Llegadas en el tren Roca, desde Ezeiza y Monte Grande, conurbano sur, Paula agregó: “No creemos en la versión del Gobierno. Es otra manera de tapar la realidad y generar miedo para no salir”.

Las expresiones de muchos de quienes fueron a solidarizarse con el reclamo de la familia Maldonado incluyeron una crítica más amplia al gobierno nacional.

“Venimos para pedir justicia. Nos moviliza la necesidad de que se acabe la falta de Justicia. Este Gobierno nos tiene podridos. Es todo lo que pasa en el país. Estamos con la familia siempre hasta las últimas consecuencias. Tengo miedo de que quede impune. Por eso hay que seguir saliendo y no aflojar en el pedido de Justicia”, dijo Susana, de 65 años, del barrio de Saavedra, agarrada al brazo de su marido.

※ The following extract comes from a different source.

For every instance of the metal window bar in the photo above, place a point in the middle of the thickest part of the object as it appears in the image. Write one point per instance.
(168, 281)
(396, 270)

La organización de la concentración repartió hojas con la cara de Santiago Maldonado, lo que provocó una especie de alfombra suspendida sobre el público de miles de rostros del joven, aquella foto de su famosa mirada, la que a juicio de su hermano “interpela a la sociedad”.

Lucía, de González Catán, llevó un cartel amarillo que decía: “Sociedad del olvido no cuentes conmigo, yo no voy a olvidar”. A su lado, una mujer que no quiso dar su nombre sostenía una cartulina que emparentaba el caso de Maldonado con el asesinato de la referente barrial brasileña Marielle Santos: “Santiago y Marielle viven en les que luchan”.

A ella también recordó Sergio desde el escenario, y a su novia Mónica, a quien agradeció especialmente el apoyo. Se conocieron hace días en el Foro Latinoamericano de La Poderosa.

El discurso de Sergio Maldonado duró unos 10 minutos. En ese lapso, el hermano mayor de la víctima repitió el pedido de que asuma la investigación un equipo independiente, algo que ya desestimó el juez de Rawson, Guillermo Lleral. “Seguimos exigiendo. No queremos que quede como un simple aniversario. Queremos que se imponga una unidad para defender los derechos humanos. Debemos repudiar que este gobierno habilite a las Fuerzas Armadas a participar en seguridad interior. Exigimos verdad y justicia por Santiago y por todos los jóvenes asesinados en democracia por las fuerzas de seguridad”, pidió.

Pero el final fue un mensaje que pareció incluso para sí mismo, a pesar de que lo rodeaba una multitud que sostenía fotos con el rostro de su hermano. “Debemos soltar a Santiago. Atravesó los corazones de todos y todas. Si este gobierno es indiferente nosotros decimos Santiago es solidaridad. Seguimos en la lucha”, dijo el hermano mayor de los Maldonado, y se abrazó a su esposa.